I have 3 treatment goals that my therapist and I outlined and agreed upon this morning and one of them is coming to terms with my feelings about the divorce and figuring out what I am looking for in my future relationships. I have already gone through the process and 5 stages for dealing with the loss of a life (married life with Stephen) and am now simply waiting for the end. Soon, perhaps in a few more weeks after things have settled somewhat, I will begin to look eagerly ahead and what lies before me in general and in love. Lisa brought up the idea that I could meet someone at Stanford and I hadn't even thought of that. She also wisely asked me what it was I was looking for, not necessarily in a boyfriend or husband, but specifically while I am here in Champaign. I had to pause and really ponder that, because I hadn't directly considered it.

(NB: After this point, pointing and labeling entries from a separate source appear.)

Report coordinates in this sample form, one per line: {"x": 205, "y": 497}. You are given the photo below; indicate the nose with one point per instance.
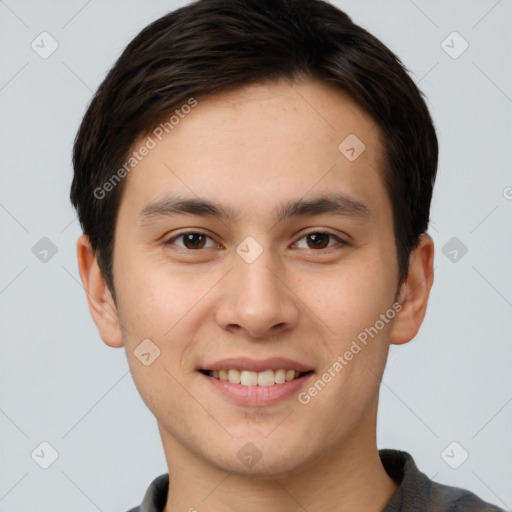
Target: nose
{"x": 257, "y": 299}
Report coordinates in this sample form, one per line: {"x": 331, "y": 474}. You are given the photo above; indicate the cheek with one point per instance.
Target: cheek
{"x": 349, "y": 299}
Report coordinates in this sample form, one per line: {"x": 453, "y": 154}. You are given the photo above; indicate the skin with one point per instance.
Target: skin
{"x": 252, "y": 149}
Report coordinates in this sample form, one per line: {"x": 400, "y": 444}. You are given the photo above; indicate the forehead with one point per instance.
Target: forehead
{"x": 257, "y": 141}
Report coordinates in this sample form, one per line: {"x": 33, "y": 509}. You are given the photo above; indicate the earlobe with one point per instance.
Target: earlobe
{"x": 101, "y": 304}
{"x": 414, "y": 292}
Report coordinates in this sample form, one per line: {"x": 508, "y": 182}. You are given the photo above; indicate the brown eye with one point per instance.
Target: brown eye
{"x": 319, "y": 240}
{"x": 191, "y": 240}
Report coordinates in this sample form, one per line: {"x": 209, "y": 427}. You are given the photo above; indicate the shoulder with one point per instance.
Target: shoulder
{"x": 417, "y": 492}
{"x": 458, "y": 499}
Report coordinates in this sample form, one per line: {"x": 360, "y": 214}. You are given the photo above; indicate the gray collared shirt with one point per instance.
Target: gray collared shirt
{"x": 416, "y": 492}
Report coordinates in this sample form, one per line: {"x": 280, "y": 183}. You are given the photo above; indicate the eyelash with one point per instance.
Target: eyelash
{"x": 181, "y": 235}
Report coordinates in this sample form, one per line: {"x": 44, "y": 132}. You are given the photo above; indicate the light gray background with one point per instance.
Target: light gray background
{"x": 62, "y": 385}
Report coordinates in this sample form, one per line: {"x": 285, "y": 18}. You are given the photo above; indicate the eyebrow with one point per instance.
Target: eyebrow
{"x": 339, "y": 204}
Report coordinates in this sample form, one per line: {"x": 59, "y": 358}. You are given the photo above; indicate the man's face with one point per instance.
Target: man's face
{"x": 260, "y": 285}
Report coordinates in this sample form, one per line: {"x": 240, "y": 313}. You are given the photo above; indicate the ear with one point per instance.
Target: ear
{"x": 414, "y": 292}
{"x": 101, "y": 304}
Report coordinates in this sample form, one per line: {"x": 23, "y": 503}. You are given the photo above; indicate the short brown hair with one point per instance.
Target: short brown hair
{"x": 212, "y": 46}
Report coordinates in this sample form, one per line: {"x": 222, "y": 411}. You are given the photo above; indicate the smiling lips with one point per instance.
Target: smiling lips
{"x": 250, "y": 372}
{"x": 250, "y": 378}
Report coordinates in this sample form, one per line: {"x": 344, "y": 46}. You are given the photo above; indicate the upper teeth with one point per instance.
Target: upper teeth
{"x": 249, "y": 378}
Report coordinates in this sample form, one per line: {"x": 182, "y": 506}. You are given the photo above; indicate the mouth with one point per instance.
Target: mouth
{"x": 265, "y": 378}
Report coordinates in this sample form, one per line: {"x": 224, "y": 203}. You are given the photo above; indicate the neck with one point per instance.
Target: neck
{"x": 347, "y": 478}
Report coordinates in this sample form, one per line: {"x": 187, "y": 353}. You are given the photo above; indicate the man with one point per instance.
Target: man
{"x": 253, "y": 179}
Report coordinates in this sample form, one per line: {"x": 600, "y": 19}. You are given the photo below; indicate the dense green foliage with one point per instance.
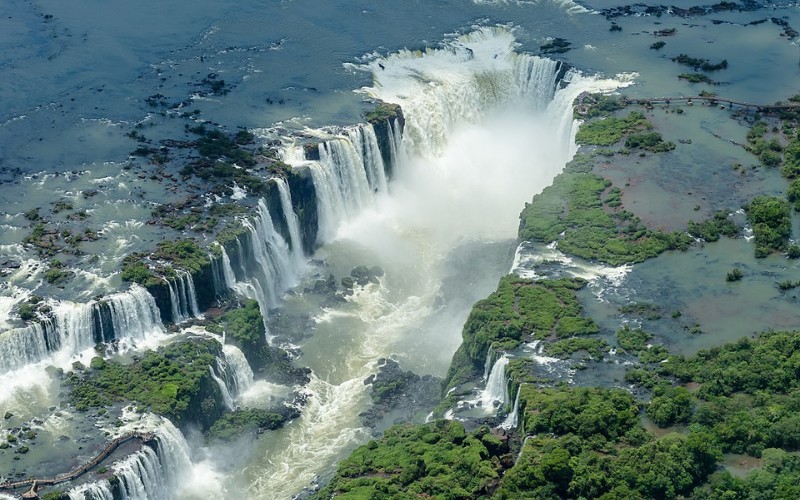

It wouldn't be fair to get emotionally and physically involved with someone exclusively only to leave in a few months. As much as I enjoy spending time with Mark and B and Matt, the survivors of my brief "dating girl" period, it really would be best to just keep hanging out and not developing anything stronger than good friendships. I doubt that they would move to California with me and continue on a path toward a deeper and more serious relationship and I doubt that I would return to Champaign after I graduate to be with any of them. So, I am resolving myself to focus on my mental health and saving money for Stanford and whatever free time I do have I want to fill it with good company and healthy friendships. Prayerfully my recent manic symptoms of mood swings, staying up later than I should, pressure to do something, anything, seeing things in ppl's expressions that aren't there, and generally freaking out will soon be dealt with by my psychiatrist in the upcoming weeks and I will make it through April without a severe psychotic episode/panic attack/anxiety attack/or manic attack. Once I make it over that hump, the summer will begin, sanely, and I will be a mere season away from Stanford.